91 points | by GGO a day ago ago

44 comments

  • mopatches a day ago ago
  • gslin a day ago ago

    Something related/non-related, it's still painful to read specific timezone not UTC.

    • nnf a day ago ago

      I've long wished for built-in browser functionality that converts times to the user's preferred time zone, with perhaps a dotted outline indicating that a change was made by the browser to the page.

      • crgwbr a day ago ago

        I’d always hoped this is what HTML’s time tag would become. Unfortunately it does almost nothing.

        • yellowsir 12 hours ago ago

          same with gps - the user should deside how to open direction / location links.

      • daniel_sim a day ago ago

        This is worth proposing. A tag where fallback text is provided within which can be overridden by the browser with a formatted date string would be excellent.

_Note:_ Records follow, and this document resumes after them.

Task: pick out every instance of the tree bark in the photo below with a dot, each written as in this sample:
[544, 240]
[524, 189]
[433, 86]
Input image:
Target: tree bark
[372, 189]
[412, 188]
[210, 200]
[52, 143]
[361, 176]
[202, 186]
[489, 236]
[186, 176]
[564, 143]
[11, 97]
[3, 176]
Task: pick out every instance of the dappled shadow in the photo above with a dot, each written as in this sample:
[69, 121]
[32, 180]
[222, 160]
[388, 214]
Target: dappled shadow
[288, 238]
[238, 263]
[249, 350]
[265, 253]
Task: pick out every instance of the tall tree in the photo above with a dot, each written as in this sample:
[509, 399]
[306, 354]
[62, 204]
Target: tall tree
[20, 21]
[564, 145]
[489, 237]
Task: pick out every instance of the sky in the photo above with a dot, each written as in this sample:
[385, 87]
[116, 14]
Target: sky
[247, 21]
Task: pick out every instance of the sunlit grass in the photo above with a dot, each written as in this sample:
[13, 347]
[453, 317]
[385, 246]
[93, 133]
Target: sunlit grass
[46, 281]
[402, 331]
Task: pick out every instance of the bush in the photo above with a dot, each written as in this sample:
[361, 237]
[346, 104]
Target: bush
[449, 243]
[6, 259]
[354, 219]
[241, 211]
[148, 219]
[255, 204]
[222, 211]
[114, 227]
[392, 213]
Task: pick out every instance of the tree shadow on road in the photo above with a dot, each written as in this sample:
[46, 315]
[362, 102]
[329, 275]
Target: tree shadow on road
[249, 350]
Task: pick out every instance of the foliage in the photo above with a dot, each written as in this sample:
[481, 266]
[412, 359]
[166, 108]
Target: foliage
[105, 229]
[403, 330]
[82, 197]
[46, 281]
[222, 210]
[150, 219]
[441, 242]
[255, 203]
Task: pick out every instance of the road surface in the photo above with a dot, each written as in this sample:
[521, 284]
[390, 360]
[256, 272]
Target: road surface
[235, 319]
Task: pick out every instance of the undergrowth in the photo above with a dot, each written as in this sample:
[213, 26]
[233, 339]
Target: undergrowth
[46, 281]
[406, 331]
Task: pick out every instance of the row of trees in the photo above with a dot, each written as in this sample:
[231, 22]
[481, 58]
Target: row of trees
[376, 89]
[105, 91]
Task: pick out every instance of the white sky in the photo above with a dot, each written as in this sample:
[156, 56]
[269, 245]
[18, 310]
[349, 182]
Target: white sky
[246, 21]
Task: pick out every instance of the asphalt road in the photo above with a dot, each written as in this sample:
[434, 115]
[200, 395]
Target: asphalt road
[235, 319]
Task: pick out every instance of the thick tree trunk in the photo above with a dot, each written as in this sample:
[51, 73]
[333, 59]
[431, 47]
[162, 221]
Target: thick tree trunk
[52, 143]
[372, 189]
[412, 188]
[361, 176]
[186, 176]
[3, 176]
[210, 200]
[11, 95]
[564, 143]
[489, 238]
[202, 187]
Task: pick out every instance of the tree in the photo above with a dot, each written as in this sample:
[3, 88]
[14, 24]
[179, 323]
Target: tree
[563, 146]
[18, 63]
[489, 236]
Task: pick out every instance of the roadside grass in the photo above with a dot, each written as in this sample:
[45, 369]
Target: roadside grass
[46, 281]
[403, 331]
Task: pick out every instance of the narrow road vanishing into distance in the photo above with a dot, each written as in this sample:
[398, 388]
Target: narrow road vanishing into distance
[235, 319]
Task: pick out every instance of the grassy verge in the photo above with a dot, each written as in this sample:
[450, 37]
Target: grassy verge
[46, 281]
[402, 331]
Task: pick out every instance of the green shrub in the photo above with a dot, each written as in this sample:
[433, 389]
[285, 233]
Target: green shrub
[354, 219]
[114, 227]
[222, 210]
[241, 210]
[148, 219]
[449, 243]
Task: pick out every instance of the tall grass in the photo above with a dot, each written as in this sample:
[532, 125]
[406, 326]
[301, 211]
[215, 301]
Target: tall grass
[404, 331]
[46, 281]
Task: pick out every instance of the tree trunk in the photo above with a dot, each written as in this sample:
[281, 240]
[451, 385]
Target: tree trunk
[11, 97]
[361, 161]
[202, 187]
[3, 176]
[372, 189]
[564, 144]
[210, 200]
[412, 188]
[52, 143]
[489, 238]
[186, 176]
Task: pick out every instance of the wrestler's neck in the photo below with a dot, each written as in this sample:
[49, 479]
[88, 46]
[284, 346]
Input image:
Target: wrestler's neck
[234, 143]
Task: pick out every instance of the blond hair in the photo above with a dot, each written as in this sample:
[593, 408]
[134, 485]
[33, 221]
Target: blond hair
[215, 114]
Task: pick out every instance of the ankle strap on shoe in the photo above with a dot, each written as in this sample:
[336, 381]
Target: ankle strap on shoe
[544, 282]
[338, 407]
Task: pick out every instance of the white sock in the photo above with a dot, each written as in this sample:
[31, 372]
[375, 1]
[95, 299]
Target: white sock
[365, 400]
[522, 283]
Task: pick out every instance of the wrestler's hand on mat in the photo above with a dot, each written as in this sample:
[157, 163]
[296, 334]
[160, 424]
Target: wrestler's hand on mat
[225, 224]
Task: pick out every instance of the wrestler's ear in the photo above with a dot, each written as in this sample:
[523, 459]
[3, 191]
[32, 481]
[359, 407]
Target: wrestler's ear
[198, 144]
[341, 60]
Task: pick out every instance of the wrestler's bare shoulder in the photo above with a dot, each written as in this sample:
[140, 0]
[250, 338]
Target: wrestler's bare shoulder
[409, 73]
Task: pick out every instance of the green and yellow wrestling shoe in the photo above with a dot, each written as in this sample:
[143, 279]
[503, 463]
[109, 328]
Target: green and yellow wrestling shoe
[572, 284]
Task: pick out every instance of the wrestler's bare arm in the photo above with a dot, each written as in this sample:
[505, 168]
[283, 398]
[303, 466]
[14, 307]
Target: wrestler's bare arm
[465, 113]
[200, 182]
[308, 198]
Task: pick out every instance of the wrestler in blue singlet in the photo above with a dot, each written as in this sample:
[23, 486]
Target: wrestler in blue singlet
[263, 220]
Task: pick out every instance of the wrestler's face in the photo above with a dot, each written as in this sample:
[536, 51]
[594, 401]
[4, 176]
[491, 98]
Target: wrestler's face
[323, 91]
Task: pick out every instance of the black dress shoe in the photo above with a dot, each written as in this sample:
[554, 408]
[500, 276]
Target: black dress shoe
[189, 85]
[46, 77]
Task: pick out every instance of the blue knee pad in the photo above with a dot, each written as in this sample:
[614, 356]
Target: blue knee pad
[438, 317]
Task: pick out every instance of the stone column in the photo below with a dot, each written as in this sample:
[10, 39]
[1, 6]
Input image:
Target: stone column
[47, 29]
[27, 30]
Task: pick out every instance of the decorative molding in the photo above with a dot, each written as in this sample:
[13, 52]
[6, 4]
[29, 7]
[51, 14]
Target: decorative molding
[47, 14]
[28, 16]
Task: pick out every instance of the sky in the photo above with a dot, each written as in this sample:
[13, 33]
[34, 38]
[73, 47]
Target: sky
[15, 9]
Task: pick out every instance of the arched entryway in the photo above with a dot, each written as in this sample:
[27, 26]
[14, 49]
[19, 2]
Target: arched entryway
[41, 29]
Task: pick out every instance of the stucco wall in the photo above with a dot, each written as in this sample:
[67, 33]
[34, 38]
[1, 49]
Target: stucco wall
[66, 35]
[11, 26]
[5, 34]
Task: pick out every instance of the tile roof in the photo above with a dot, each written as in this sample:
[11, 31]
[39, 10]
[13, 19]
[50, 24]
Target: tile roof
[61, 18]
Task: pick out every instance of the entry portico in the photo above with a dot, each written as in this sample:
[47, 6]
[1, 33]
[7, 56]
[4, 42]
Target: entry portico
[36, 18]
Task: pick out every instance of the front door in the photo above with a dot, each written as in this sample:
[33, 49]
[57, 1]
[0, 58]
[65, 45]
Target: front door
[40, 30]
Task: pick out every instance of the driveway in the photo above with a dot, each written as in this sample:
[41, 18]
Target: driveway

        • colanderman a day ago ago

          It exists: https://developer.mozilla.org/en-US/docs/Web/HTML/Element/ti...

          As a nearby comment indicates, it's not clear any browser makes use of it.

          • spartanatreyu a day ago ago

            I used the <time> element in a subscription dashboard.

            All times on the page are in UTC and are wrapped in a <time> element. The raw UTC time is on the datetime attribute and a fallback more easily readable time is inside the tags. Some JS on the page removes whatever text is inside the tag and replaces it with the user's locale specific format (no libraries required, it's a part of the browser standards).

            User friendly times wasn't actually the reason we implemented it.

            Our largest concern was our E2E testing. We needed to make sure that the dates/times displayed were always right (and since subscriptions involve money, we wanted to make sure that part of the website was the most tested.) The E2E testing simply ignores whatever is inside the tag and reads the datetime attribute instead. Then we can fastforward or rewind the simulated time inside the test to make sure everything is working as expected.

      • krick a day ago ago

        Yeah, but, I mean, the least you could do is to say UTC-7. I'm sure everybody living in PDT knows it's, well, their time, but how the fuck should everyone else know what time PDT is.

        • quesera a day ago ago

          Also, some timezone labels are ambiguous, e.g. "CST".

          • pxx a day ago ago

            What I learned recently is the way Python strptime deals with this. It only parses the current time zone or "GMT" or "UTC" and all have the same effect (of returning a tz-naive object). This behavior is amazing because I don't think it's ever what you want.

            $ TZ=Asia/Shanghai python -c "import datetime; print(datetime.datetime.strptime('4CST', '%H%Z').astimezone(datetime.timezone.utc))"

            1899-12-31 19:54:17+00:00

            $ TZ=America/Chicago python -c "import datetime; print(datetime.datetime.strptime('4CST', '%H%Z').astimezone(datetime.timezone.utc))"

            1900-01-01 10:00:00+00:00

            $ TZ=America/Havana python -c "import datetime; print(datetime.datetime.strptime('4CST', '%H%Z').astimezone(datetime.timezone.utc))"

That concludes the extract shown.